LangChain integration for Soniox
Project description
Soniox LangChain Integration
Get started using the Soniox audio transcription loader in LangChain.
Setup
Install the package:
pip install langchain-soniox
Credentials
Get your Soniox API key from the Soniox Console and set it as an environment variable:
export SONIOX_API_KEY=your_api_key
Usage
Basic transcription
Transcribe audio files using the SonioxDocumentLoader:
from langchain_soniox import SonioxDocumentLoader
# Using a URL
loader = SonioxDocumentLoader(
file_url="https://soniox.com/media/examples/coffee_shop.mp3"
)
docs = list(loader.lazy_load())
print(docs[0].page_content) # Transcribed text
You can also load audio from a local file or from bytes:
# Using a local file path
loader = SonioxDocumentLoader(file_path="/path/to/audio.mp3")
# Using binary data
with open("/path/to/audio.mp3", "rb") as f:
audio_bytes = f.read()
loader = SonioxDocumentLoader(file_data=audio_bytes)
Async transcription
For async operations, use alazy_load():
import asyncio
from langchain_soniox import SonioxDocumentLoader
async def transcribe_async():
loader = SonioxDocumentLoader(
file_url="https://soniox.com/media/examples/coffee_shop.mp3"
)
docs = [doc async for doc in loader.alazy_load()]
print(docs[0].page_content)
asyncio.run(transcribe_async())
Advanced usage
Language hints
Soniox automatically detects and transcribes speech in 60+ languages. When you know which languages are likely to appear in your audio, provide language_hints to improve accuracy by biasing recognition toward those languages.
Language hints do not restrict recognition — they only bias the model toward the specified languages, while still allowing other languages to be detected if present.
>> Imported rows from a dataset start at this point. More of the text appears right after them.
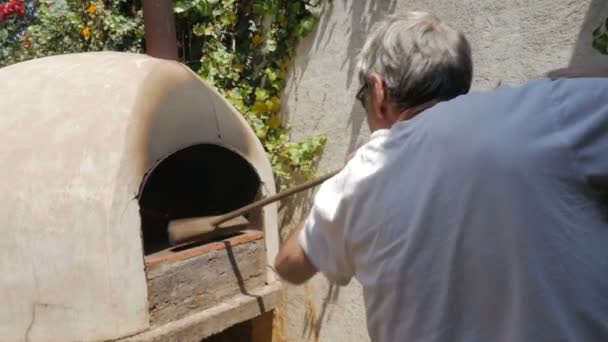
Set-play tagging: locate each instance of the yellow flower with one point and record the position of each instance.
(274, 122)
(86, 33)
(256, 40)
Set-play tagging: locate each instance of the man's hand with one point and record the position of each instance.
(291, 263)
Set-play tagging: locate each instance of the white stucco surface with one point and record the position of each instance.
(78, 134)
(512, 41)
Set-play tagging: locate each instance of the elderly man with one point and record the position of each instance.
(465, 218)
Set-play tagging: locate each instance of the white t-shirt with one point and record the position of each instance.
(481, 219)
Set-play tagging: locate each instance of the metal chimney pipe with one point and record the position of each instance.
(159, 24)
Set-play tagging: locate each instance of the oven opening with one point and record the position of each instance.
(200, 180)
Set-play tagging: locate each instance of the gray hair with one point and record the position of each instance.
(419, 58)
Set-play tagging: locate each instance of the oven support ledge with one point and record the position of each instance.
(199, 325)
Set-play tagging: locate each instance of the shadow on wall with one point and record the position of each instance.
(364, 15)
(584, 54)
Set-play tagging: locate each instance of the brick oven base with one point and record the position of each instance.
(211, 321)
(198, 291)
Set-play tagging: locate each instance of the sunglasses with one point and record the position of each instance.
(361, 94)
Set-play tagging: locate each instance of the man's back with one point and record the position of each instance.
(481, 219)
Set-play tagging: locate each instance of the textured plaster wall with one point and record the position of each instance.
(512, 41)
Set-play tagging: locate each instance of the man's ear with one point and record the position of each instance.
(378, 96)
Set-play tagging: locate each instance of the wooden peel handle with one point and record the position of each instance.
(273, 198)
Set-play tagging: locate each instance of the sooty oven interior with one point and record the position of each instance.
(200, 180)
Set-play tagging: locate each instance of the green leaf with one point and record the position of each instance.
(261, 94)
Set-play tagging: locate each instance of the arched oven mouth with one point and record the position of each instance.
(200, 180)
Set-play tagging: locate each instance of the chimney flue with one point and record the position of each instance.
(159, 25)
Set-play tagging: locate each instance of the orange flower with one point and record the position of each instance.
(26, 42)
(256, 40)
(86, 33)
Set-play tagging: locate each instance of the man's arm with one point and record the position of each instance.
(291, 263)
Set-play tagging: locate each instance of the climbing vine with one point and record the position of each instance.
(241, 47)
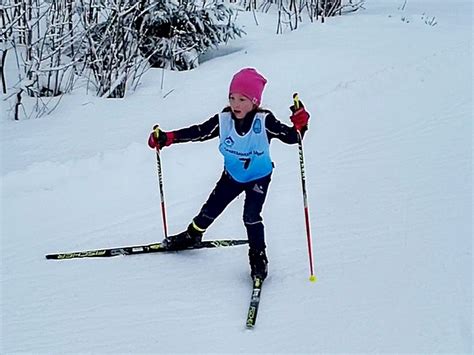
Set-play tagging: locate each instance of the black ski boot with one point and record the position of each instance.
(258, 264)
(184, 240)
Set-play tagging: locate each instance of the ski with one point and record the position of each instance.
(140, 249)
(254, 303)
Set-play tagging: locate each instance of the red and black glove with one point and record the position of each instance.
(300, 116)
(159, 139)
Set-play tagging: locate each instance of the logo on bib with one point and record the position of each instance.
(257, 126)
(229, 141)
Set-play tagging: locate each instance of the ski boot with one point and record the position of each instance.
(258, 264)
(184, 240)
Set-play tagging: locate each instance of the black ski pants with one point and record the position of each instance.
(225, 191)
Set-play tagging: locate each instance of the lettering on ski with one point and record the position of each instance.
(140, 249)
(254, 303)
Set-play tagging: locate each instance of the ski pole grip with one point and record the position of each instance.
(156, 130)
(296, 101)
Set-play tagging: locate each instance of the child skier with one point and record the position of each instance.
(245, 131)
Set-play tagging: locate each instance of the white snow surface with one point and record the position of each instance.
(388, 167)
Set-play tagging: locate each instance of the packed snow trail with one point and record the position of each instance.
(388, 161)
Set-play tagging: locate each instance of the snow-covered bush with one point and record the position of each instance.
(176, 34)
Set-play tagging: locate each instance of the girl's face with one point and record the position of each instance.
(240, 105)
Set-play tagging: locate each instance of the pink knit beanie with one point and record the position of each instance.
(249, 83)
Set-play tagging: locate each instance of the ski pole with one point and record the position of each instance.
(312, 277)
(160, 183)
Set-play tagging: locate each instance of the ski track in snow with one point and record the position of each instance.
(388, 163)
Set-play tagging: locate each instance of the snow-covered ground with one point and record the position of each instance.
(388, 159)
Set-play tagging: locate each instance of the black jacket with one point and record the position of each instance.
(210, 128)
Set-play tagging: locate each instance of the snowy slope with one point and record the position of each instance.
(388, 160)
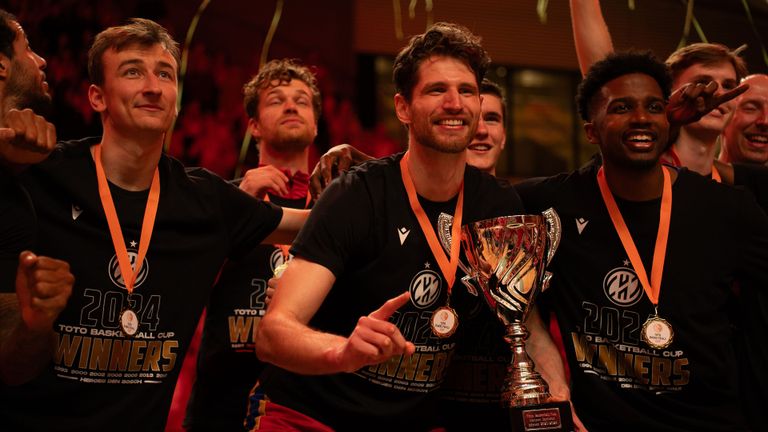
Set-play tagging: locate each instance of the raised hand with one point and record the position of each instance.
(27, 138)
(374, 339)
(693, 101)
(43, 286)
(334, 162)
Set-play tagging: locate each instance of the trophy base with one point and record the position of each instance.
(546, 417)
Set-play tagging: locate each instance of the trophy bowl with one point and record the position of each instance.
(506, 259)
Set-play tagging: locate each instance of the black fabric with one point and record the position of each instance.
(753, 315)
(355, 230)
(227, 366)
(100, 380)
(619, 383)
(17, 228)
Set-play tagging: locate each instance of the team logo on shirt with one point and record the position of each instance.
(622, 286)
(425, 288)
(117, 276)
(277, 258)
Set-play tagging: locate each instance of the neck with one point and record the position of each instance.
(436, 175)
(696, 150)
(635, 185)
(130, 163)
(292, 161)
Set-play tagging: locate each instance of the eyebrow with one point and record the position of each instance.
(162, 64)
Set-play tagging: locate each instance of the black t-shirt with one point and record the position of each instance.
(99, 379)
(619, 383)
(17, 228)
(753, 314)
(364, 231)
(227, 366)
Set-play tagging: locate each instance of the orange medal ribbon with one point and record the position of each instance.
(447, 266)
(129, 273)
(653, 288)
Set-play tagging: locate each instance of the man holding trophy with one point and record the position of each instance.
(371, 245)
(642, 276)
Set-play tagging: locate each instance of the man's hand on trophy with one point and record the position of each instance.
(563, 393)
(374, 339)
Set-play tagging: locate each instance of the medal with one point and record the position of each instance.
(656, 332)
(444, 321)
(129, 322)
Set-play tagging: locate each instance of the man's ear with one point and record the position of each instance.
(589, 129)
(96, 98)
(402, 109)
(253, 126)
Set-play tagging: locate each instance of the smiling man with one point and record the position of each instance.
(639, 292)
(745, 138)
(145, 239)
(491, 136)
(362, 326)
(283, 105)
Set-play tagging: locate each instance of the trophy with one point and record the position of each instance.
(506, 258)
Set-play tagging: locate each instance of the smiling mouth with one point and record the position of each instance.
(480, 147)
(451, 122)
(640, 140)
(757, 140)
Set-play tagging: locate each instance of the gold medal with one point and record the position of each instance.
(444, 322)
(129, 322)
(279, 270)
(657, 332)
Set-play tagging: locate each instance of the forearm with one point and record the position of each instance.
(24, 353)
(546, 356)
(590, 33)
(279, 336)
(289, 227)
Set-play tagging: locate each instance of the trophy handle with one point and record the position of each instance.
(444, 226)
(554, 230)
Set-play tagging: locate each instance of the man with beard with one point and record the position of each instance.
(42, 284)
(703, 67)
(642, 277)
(745, 138)
(145, 239)
(370, 245)
(283, 104)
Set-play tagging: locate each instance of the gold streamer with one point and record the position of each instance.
(398, 19)
(687, 26)
(183, 68)
(428, 7)
(541, 10)
(754, 29)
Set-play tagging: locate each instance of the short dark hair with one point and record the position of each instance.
(491, 87)
(7, 33)
(441, 39)
(282, 71)
(706, 54)
(139, 31)
(614, 66)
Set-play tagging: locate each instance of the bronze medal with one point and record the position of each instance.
(129, 322)
(444, 322)
(657, 332)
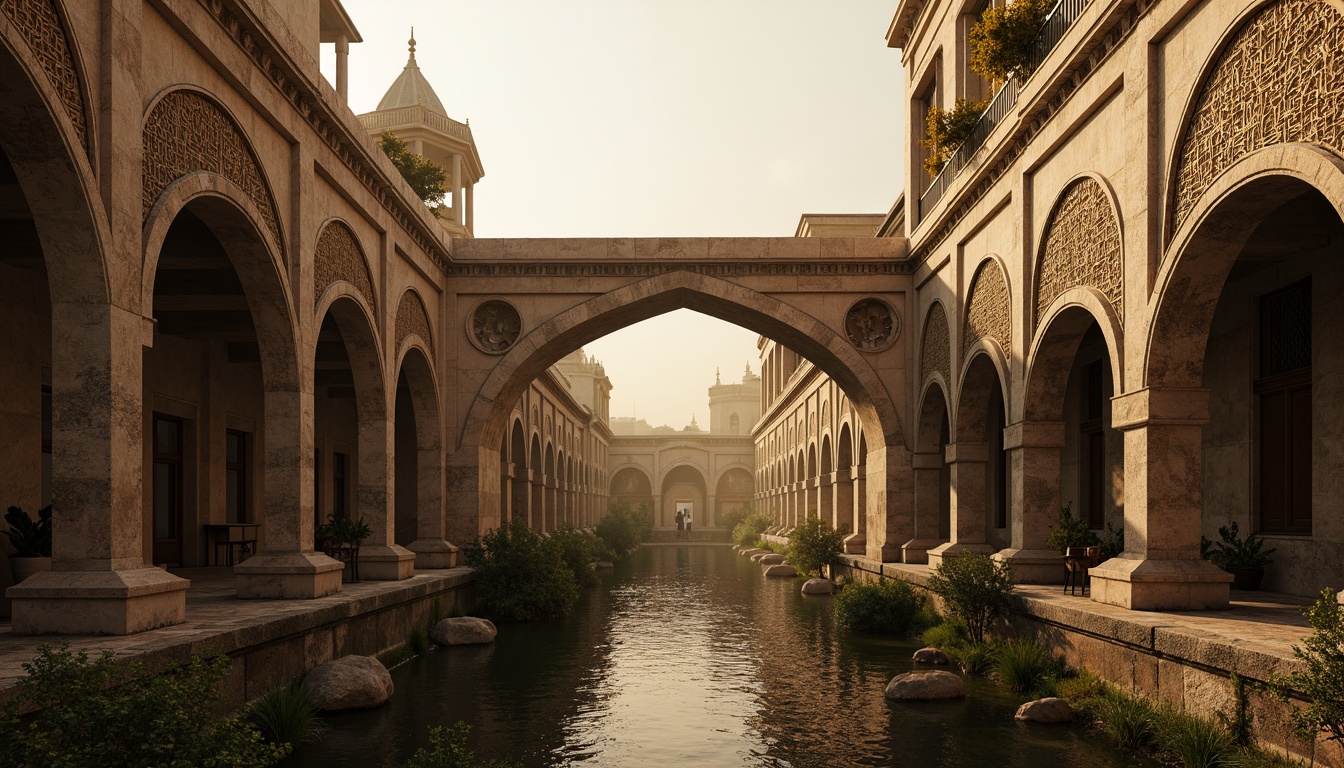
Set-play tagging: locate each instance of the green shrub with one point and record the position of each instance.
(520, 576)
(889, 605)
(449, 749)
(286, 716)
(88, 714)
(813, 545)
(976, 589)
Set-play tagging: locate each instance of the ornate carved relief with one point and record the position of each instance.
(493, 326)
(186, 132)
(339, 257)
(39, 23)
(988, 310)
(1082, 248)
(936, 347)
(411, 318)
(871, 324)
(1280, 80)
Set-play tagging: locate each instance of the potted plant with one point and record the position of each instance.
(1243, 558)
(31, 541)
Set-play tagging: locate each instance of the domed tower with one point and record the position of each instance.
(414, 113)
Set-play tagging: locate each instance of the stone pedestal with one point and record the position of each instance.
(98, 601)
(288, 574)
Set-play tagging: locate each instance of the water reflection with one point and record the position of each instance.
(688, 657)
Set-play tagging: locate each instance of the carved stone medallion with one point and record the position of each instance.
(495, 326)
(871, 324)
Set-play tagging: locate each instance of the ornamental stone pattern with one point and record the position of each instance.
(1280, 80)
(936, 347)
(186, 132)
(340, 258)
(411, 318)
(988, 310)
(1082, 248)
(40, 26)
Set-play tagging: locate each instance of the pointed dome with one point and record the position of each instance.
(411, 88)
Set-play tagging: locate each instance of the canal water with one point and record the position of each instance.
(687, 657)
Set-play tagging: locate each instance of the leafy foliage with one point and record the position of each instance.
(889, 605)
(813, 545)
(976, 589)
(1071, 531)
(1004, 39)
(425, 176)
(28, 537)
(520, 576)
(88, 716)
(449, 749)
(946, 129)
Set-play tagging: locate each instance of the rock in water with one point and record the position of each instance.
(925, 685)
(350, 682)
(930, 657)
(1046, 710)
(819, 587)
(463, 631)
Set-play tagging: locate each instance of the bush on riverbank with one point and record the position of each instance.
(520, 576)
(813, 545)
(889, 605)
(89, 713)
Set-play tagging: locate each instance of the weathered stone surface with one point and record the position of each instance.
(930, 657)
(819, 587)
(350, 682)
(925, 685)
(464, 631)
(1046, 710)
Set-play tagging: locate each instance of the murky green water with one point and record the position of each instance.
(688, 657)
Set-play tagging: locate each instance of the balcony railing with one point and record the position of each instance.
(1058, 22)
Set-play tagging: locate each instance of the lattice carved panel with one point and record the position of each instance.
(1082, 248)
(936, 349)
(339, 257)
(1278, 81)
(39, 23)
(988, 310)
(187, 132)
(411, 318)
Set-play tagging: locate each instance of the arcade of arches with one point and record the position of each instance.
(226, 318)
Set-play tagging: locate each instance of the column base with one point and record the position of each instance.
(98, 601)
(1034, 565)
(288, 576)
(956, 549)
(1160, 584)
(915, 550)
(434, 553)
(855, 544)
(386, 562)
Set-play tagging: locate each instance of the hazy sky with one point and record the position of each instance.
(655, 119)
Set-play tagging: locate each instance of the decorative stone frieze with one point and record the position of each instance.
(1278, 81)
(1081, 248)
(493, 326)
(43, 31)
(413, 319)
(936, 347)
(340, 258)
(988, 308)
(187, 132)
(871, 324)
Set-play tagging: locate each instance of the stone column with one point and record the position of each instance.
(968, 502)
(928, 468)
(1034, 453)
(98, 581)
(1160, 568)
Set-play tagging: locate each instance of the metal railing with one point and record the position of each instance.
(1058, 22)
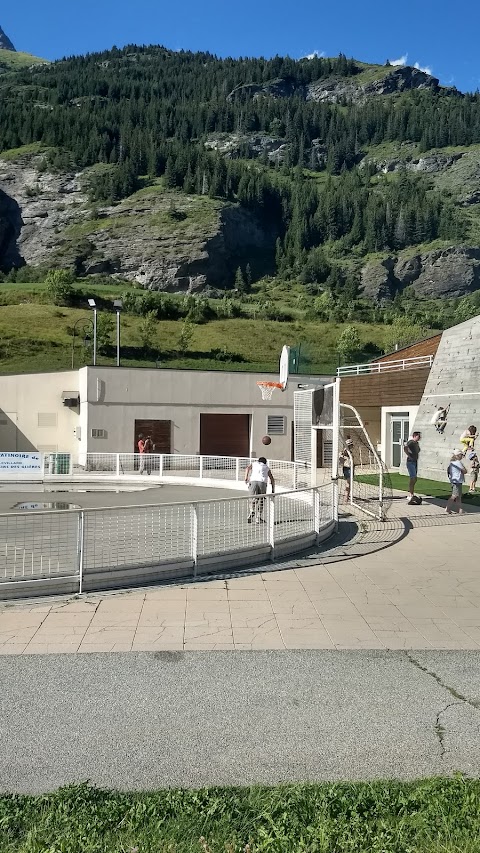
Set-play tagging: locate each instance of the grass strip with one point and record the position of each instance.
(431, 488)
(426, 816)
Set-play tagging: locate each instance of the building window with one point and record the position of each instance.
(47, 419)
(276, 425)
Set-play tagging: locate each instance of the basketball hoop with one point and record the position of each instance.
(267, 389)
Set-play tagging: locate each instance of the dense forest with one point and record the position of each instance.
(147, 111)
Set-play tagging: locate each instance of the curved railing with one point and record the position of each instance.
(91, 549)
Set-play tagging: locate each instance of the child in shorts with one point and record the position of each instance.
(475, 468)
(456, 474)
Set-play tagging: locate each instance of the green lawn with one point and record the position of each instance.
(37, 335)
(428, 816)
(432, 488)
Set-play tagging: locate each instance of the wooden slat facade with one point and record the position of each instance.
(427, 347)
(392, 388)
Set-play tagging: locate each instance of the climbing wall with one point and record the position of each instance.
(454, 379)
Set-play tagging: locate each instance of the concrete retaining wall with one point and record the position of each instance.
(454, 379)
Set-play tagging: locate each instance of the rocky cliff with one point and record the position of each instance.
(162, 239)
(443, 273)
(336, 89)
(5, 43)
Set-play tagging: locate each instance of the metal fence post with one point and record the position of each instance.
(316, 511)
(195, 538)
(81, 549)
(271, 525)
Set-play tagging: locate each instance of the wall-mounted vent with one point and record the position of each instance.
(71, 402)
(276, 424)
(98, 433)
(47, 419)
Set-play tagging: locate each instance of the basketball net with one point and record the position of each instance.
(267, 389)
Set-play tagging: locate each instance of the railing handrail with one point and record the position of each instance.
(380, 366)
(169, 504)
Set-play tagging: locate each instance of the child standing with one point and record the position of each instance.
(473, 472)
(467, 438)
(456, 474)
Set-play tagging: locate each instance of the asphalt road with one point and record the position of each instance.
(146, 720)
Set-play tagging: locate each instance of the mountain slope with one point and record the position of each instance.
(345, 165)
(5, 43)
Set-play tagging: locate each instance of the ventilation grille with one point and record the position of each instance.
(303, 426)
(275, 424)
(47, 419)
(98, 433)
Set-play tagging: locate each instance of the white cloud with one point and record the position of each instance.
(317, 54)
(402, 60)
(425, 68)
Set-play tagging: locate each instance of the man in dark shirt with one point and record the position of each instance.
(412, 450)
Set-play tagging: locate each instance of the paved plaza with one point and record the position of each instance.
(412, 582)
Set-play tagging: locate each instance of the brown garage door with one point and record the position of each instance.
(225, 435)
(161, 432)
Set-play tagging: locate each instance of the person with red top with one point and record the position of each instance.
(141, 450)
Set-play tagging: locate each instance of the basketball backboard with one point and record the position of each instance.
(284, 367)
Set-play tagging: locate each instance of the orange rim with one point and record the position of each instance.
(270, 384)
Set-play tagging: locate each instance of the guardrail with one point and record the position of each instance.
(183, 468)
(92, 549)
(385, 366)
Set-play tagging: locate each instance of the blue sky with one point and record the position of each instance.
(437, 35)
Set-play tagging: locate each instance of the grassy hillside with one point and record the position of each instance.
(15, 60)
(37, 335)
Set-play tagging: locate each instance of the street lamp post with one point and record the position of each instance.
(118, 305)
(93, 305)
(86, 323)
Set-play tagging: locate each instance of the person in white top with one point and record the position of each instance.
(456, 474)
(257, 476)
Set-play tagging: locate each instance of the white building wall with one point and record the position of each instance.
(32, 414)
(117, 397)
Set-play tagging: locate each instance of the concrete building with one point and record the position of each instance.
(387, 393)
(454, 381)
(104, 409)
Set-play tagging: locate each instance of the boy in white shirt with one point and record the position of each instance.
(257, 476)
(456, 474)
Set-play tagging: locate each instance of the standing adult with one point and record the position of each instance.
(412, 451)
(467, 438)
(257, 476)
(141, 450)
(347, 466)
(147, 449)
(456, 474)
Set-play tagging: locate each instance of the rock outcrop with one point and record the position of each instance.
(337, 89)
(5, 43)
(432, 164)
(442, 273)
(254, 145)
(162, 239)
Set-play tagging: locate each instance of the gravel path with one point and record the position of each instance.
(143, 720)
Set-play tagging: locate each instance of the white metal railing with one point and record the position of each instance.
(184, 468)
(385, 366)
(76, 550)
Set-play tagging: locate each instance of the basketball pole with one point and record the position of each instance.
(335, 446)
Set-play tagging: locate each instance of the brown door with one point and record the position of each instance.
(225, 435)
(319, 448)
(161, 432)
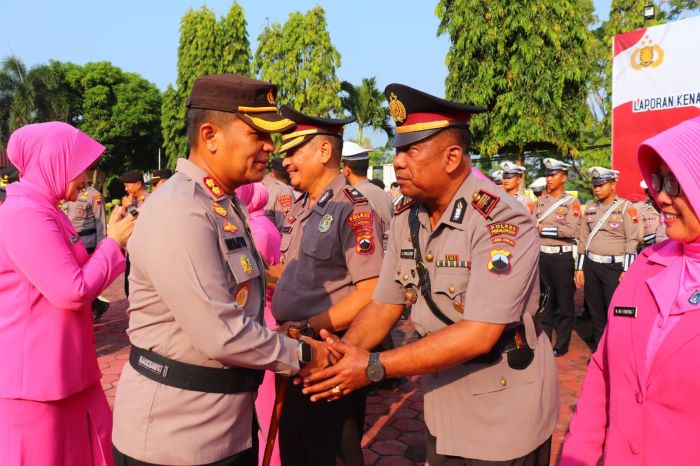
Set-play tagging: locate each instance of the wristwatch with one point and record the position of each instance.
(375, 370)
(304, 352)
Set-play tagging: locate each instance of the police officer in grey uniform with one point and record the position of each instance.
(355, 166)
(466, 256)
(280, 195)
(608, 237)
(512, 179)
(332, 254)
(199, 344)
(558, 216)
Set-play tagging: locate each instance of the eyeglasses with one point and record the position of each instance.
(669, 182)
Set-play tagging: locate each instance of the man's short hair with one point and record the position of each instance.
(196, 117)
(357, 167)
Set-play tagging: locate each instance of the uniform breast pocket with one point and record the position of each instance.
(315, 261)
(243, 266)
(450, 288)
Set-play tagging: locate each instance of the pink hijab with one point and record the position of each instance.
(679, 147)
(51, 155)
(267, 237)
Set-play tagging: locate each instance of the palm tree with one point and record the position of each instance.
(366, 103)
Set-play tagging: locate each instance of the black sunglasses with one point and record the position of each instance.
(669, 182)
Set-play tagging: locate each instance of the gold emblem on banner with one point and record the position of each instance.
(647, 56)
(396, 108)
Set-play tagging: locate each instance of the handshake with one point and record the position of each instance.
(335, 369)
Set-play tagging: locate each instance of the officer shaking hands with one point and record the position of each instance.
(199, 346)
(465, 255)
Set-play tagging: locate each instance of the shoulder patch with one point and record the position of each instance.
(484, 202)
(405, 204)
(325, 197)
(354, 195)
(285, 201)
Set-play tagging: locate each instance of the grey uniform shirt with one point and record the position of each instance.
(379, 200)
(482, 258)
(197, 296)
(326, 249)
(559, 226)
(619, 233)
(279, 201)
(87, 214)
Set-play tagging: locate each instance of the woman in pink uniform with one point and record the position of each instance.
(267, 240)
(639, 404)
(52, 407)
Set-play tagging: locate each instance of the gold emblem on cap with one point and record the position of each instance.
(398, 111)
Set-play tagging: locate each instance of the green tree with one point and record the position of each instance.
(301, 60)
(206, 47)
(528, 63)
(368, 105)
(122, 111)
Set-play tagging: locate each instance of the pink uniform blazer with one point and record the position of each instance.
(627, 413)
(47, 284)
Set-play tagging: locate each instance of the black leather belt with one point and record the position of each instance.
(192, 377)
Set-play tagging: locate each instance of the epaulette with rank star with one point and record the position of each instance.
(354, 195)
(404, 204)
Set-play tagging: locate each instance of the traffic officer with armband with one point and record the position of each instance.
(198, 342)
(607, 245)
(512, 179)
(465, 255)
(332, 254)
(558, 216)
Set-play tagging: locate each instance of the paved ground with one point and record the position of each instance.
(394, 433)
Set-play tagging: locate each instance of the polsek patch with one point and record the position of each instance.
(362, 227)
(484, 202)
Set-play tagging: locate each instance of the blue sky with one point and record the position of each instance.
(393, 40)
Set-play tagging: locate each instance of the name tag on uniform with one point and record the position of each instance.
(625, 311)
(408, 254)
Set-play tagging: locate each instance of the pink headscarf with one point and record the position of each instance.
(267, 237)
(679, 148)
(51, 155)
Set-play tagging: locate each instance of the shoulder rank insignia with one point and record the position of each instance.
(354, 195)
(403, 205)
(212, 186)
(484, 202)
(325, 197)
from langchain_soniox import (
SonioxDocumentLoader,
SonioxTranscriptionOptions,
)
loader = SonioxDocumentLoader(
file_url="https://soniox.com/media/examples/coffee_shop.mp3",
options=SonioxTranscriptionOptions(
language_hints=["en", "es"],
),
)
docs = list(loader.lazy_load())
For more details, see the Soniox language hints documentation.
Speaker diarization
Enable speaker identification to distinguish between different speakers:
from langchain_soniox import (
SonioxDocumentLoader,
SonioxTranscriptionOptions,
)
loader = SonioxDocumentLoader(
file_url="https://soniox.com/media/examples/coffee_shop.mp3",
options=SonioxTranscriptionOptions(
enable_speaker_diarization=True,
),
)
docs = list(loader.lazy_load())
# Access speaker information in the metadata
current_speaker = None
output = ""
for token in docs[0].metadata["tokens"]:
if current_speaker != token["speaker"]:
current_speaker = token["speaker"]
output += f"\nSpeaker {current_speaker}: {token['text'].lstrip()}"
else:
output += token["text"]
print(output)
Language identification
Enable automatic language detection and identification:
from langchain_soniox import (
SonioxDocumentLoader,
SonioxTranscriptionOptions,
)
loader = SonioxDocumentLoader(
file_url="https://soniox.com/media/examples/coffee_shop.mp3",
options=SonioxTranscriptionOptions(
enable_language_identification=True,
),
)
docs = list(loader.lazy_load())
# Access language information in the metadata
current_language = None
output = ""
for token in docs[0].metadata["tokens"]:
if current_language != token["language"]:
current_language = token["language"]
output += f"\n[{current_language}] {token['text'].lstrip()}"
else:
output += token["text"]
print(output)
Context for improved accuracy
Provide domain-specific context to improve transcription accuracy. Context helps the model understand your domain, recognize important terms, and apply custom vocabulary.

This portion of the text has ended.